Here’s What Agencies Want From Their Media Partners.
- Inside Audio Marketing
- Dec 10, 2020
- 3 min read

Put the client first. Amplify radio’s attributes. Be flexible… and caring. Those are among the suggestions a trio of ad agency heavyweights have for radio as a year no one will ever forget winds down and the industry looks forward to a hopefully better 2021.

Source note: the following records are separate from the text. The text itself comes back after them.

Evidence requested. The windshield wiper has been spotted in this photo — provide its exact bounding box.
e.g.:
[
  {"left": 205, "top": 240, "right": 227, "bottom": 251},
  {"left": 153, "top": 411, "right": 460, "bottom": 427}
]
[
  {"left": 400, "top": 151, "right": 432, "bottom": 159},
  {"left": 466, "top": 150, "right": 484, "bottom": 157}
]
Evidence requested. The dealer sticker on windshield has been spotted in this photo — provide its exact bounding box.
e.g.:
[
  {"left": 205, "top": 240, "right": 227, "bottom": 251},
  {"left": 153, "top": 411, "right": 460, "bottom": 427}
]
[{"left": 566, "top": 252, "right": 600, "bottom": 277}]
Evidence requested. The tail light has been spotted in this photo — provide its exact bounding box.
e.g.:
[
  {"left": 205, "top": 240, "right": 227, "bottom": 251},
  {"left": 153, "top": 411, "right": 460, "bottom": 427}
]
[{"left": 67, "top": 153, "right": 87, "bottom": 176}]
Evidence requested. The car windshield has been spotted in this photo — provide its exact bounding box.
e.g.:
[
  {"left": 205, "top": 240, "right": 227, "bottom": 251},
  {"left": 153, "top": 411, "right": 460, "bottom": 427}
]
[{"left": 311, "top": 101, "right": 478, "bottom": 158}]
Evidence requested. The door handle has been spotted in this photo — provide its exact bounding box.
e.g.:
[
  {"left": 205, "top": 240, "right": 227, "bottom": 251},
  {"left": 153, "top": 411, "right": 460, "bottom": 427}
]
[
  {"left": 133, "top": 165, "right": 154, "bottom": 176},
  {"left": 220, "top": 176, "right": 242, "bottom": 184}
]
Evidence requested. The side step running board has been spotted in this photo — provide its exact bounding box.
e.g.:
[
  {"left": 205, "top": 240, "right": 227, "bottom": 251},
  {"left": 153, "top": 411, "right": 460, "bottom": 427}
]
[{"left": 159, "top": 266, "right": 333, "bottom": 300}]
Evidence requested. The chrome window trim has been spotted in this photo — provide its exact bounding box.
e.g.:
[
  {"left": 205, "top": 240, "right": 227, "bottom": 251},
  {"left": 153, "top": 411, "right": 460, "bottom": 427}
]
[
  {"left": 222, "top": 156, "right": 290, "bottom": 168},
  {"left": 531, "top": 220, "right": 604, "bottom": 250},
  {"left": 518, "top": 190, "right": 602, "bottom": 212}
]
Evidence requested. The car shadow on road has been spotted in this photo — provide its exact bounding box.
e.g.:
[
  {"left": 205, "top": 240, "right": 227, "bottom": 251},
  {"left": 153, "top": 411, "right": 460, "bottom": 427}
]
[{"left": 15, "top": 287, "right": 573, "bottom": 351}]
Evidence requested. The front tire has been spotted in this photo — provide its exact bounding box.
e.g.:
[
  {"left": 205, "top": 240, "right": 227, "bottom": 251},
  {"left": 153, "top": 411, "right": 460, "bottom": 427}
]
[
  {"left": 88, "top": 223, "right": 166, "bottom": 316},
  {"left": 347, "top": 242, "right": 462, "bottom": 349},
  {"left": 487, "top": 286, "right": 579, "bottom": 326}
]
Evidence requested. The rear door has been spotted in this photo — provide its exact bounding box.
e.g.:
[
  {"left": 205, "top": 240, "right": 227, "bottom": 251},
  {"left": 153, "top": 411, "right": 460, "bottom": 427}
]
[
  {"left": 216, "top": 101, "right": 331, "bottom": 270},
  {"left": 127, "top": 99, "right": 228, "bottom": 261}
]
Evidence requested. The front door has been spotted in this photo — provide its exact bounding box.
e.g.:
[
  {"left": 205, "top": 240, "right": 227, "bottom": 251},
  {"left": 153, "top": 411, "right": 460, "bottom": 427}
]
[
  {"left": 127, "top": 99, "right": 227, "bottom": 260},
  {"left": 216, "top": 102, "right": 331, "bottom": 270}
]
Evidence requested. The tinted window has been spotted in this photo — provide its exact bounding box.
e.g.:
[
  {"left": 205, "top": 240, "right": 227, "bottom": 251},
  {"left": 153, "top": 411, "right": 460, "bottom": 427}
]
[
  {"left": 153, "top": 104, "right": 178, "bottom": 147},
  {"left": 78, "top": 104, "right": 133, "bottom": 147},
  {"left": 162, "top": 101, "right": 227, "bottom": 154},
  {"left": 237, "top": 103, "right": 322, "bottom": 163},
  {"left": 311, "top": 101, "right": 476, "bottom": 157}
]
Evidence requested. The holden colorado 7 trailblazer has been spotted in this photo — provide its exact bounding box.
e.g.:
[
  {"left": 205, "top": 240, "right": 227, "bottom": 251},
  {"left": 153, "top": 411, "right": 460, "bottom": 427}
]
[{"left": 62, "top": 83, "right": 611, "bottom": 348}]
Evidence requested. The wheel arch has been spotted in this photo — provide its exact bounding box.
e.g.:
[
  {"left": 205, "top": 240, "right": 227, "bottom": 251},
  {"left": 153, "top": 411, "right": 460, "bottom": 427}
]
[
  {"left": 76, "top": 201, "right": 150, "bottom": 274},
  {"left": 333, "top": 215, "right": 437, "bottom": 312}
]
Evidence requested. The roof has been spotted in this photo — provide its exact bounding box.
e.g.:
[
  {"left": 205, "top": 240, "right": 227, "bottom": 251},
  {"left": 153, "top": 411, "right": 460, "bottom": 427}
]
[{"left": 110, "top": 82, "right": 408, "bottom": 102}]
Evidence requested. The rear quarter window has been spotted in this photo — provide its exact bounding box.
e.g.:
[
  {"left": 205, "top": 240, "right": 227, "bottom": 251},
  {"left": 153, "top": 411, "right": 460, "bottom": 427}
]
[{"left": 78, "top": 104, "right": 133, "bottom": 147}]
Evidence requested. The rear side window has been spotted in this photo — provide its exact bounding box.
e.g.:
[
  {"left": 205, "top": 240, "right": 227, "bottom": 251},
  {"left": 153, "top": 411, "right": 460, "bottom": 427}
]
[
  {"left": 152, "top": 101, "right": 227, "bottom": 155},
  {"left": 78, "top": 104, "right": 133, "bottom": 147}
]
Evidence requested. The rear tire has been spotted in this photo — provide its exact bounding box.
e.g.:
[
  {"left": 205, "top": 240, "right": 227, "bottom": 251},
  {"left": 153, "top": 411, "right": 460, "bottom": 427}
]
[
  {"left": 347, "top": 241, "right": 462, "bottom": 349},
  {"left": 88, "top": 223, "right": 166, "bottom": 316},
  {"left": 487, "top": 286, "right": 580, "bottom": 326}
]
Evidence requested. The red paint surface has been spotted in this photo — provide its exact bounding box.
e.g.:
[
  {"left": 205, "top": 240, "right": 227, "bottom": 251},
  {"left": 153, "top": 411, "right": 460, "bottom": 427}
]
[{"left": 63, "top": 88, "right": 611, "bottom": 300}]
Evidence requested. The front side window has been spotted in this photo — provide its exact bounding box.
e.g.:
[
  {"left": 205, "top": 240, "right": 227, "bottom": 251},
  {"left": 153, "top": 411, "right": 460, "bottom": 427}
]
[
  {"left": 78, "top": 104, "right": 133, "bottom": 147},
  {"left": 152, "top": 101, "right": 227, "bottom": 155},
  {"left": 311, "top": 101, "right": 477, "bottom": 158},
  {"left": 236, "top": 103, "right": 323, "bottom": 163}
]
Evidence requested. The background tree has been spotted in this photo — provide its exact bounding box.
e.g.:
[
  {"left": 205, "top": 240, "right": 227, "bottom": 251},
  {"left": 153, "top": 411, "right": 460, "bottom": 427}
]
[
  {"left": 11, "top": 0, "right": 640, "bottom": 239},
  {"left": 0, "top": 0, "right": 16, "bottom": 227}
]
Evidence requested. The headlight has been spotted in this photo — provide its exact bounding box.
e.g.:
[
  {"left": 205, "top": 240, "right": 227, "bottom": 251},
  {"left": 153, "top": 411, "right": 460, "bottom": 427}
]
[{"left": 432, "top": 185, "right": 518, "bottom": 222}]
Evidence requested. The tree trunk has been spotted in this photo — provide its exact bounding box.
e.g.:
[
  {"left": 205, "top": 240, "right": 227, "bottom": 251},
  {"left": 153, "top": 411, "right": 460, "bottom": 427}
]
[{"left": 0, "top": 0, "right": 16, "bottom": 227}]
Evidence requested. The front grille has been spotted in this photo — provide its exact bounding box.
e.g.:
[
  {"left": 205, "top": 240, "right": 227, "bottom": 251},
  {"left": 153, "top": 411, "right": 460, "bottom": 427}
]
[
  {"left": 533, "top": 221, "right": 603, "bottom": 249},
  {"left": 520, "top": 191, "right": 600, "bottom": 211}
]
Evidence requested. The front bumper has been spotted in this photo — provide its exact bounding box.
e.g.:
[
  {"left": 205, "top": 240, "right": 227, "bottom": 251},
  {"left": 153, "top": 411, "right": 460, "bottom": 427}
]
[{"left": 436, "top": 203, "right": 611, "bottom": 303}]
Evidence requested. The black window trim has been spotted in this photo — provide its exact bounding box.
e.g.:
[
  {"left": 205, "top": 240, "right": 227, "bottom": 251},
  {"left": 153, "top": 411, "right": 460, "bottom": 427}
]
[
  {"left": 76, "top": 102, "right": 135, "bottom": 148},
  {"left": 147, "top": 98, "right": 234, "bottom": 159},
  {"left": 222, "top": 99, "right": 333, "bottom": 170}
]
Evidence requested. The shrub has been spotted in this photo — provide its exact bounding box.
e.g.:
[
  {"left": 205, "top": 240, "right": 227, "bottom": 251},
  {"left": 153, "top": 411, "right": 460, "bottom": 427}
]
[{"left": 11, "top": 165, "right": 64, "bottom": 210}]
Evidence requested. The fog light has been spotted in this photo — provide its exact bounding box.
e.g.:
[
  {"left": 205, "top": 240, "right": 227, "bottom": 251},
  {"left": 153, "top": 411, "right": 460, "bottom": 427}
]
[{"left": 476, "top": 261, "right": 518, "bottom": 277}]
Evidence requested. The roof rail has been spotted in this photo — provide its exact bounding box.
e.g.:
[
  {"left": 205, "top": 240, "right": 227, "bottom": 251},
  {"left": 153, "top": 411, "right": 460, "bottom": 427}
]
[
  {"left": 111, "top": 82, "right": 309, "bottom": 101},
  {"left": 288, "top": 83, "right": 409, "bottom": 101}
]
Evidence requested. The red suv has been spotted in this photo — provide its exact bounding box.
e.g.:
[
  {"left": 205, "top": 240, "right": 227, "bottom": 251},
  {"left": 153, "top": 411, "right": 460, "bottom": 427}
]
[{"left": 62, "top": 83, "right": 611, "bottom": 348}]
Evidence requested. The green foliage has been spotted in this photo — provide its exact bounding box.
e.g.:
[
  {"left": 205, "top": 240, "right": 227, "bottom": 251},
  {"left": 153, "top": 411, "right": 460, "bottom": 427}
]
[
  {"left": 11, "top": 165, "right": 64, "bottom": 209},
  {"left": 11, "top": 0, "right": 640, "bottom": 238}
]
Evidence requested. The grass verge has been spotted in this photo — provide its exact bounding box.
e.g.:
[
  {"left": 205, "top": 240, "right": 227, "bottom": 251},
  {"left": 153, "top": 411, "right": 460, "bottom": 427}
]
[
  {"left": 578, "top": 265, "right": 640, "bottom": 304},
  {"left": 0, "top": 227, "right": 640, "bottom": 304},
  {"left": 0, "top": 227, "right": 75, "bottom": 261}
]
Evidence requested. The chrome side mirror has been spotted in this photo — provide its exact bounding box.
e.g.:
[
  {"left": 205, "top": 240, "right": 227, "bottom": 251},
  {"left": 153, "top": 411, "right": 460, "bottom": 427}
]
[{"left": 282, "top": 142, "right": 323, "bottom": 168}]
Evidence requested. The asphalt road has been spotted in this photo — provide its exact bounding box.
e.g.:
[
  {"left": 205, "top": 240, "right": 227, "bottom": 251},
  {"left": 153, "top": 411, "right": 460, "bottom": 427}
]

“The best marketing strategy is to care, that’s what we look for in our media partners,” Jessica Birkholz, Director of Media at Media Bridge Advertising, said Wednesday during “What Agencies Want From Their Media Partners,” a live-streamed session presented by the Radio Advertising Bureau. Birkholz, who called her shop a “radio first agency” – founder and CEO Tracy Call is a former radio salesman – said Media Bridge can tell when an AE is selling them as opposed to actually caring about the client. She likes to encounter sellers armed with a solution and the ability to problem solve. “Really focus on our client’s unique problem… and how we can solve around that,” Birkholz said.
Kathy Doyle, Executive VP of Local Investment at Magna, was also singing from the client-first hymnal. “If we’re not serving the client first, I’m not going to have a job and you’re not going to have a job,” she cautioned. Doyle who oversees all local buying activity for Amazon, American Express, Coca-Cola, Subaru, Arby’s and other top brands, said that involves the ability to defend the brand and understand both the consumer and the strengths of the audio medium “and bring it all together in a way that drives great business results for the client.”
Linda Jefferson, Senior VP of Group Media Services at Burrell Communications, stressed the importance of knowing who her clients are. She often gets pitches for brands that Burrell doesn’t represent. She urged radio reps to do their due diligence, study the marketplace and learn what the client and their competitors are doing to help them bring a point of differentiation. “How are you going to help us solve the client’s business challenge?” she asked. “And can you help us bring this together to make it real and bring results?”
What About Budgets?
The hour-plus live streaming session, moderated by Katz Radio Group President Christine Travaglini, not only delivered ideas and tips about how radio can support its agency partners. It also took the temperature of the advertising industry heading into 2021. On that front, Travaglini shared an upbeat observation. About 80% of the radio rep firm’s top 30 accounts, which represent nearly half of its billing, are spending more in Q4 than they did last year. “There’s some momentum building into the year but it’s also a time of uncertainty,” Travaglini observed, before popping the question: What about budgets in 2021?
Birkholz said that in many cases, Media Bridge is seeing budgets grow, with the caveat that the Minneapolis-based shop would like to see more flexibility from its radio partners in 2021. “Our clients more than ever need the flexibility to continue on with radio and really put their trust and their budgets into this medium,” Birkholz said. “Loosen the requirements. Allow that flexibility and I think we’ll continue to see those grow.”
Doyle said radio is flat, at least on paper, but that executives at Magna, part of IPG Mediabrands, are talking a lot about the medium. “I’ve had more conversations about radio in the last two months than I’ve had in the last year. It’s a hot, hot topic right now.” What’s the chatter all about? Radio’s cost per thousand is very attractive to advertisers in this environment. “We’ve have had some great thinking brought to us on behalf of our clients,” Doyle said. “I am hopeful that we will see it tick up a bit, based on conversations.”
As one of the largest multi-cultural marketing firms in the world, Burrell invested a great deal in radio during the 2020 election cycle. For the non-election year of 2021, Jefferson sad its radio spend “will be down dramatically” and flat for non-political clients that are using radio.
Asked by Travaglini what action items they have for radio to achieve a better relationship with agencies, each had constructive suggestions. “Amplify your attributes,” said Doyle, such as flexibility, credible content, influencers and geographic targeting. “Digital pays extra for geo, you have geo built in,” she said.
Added Jefferson: “Do your homework, bring us your best thinking, and know who we are and who we are working with.”
And Birholz encouraged reps to “remove the obstacles and simplify the win for us.”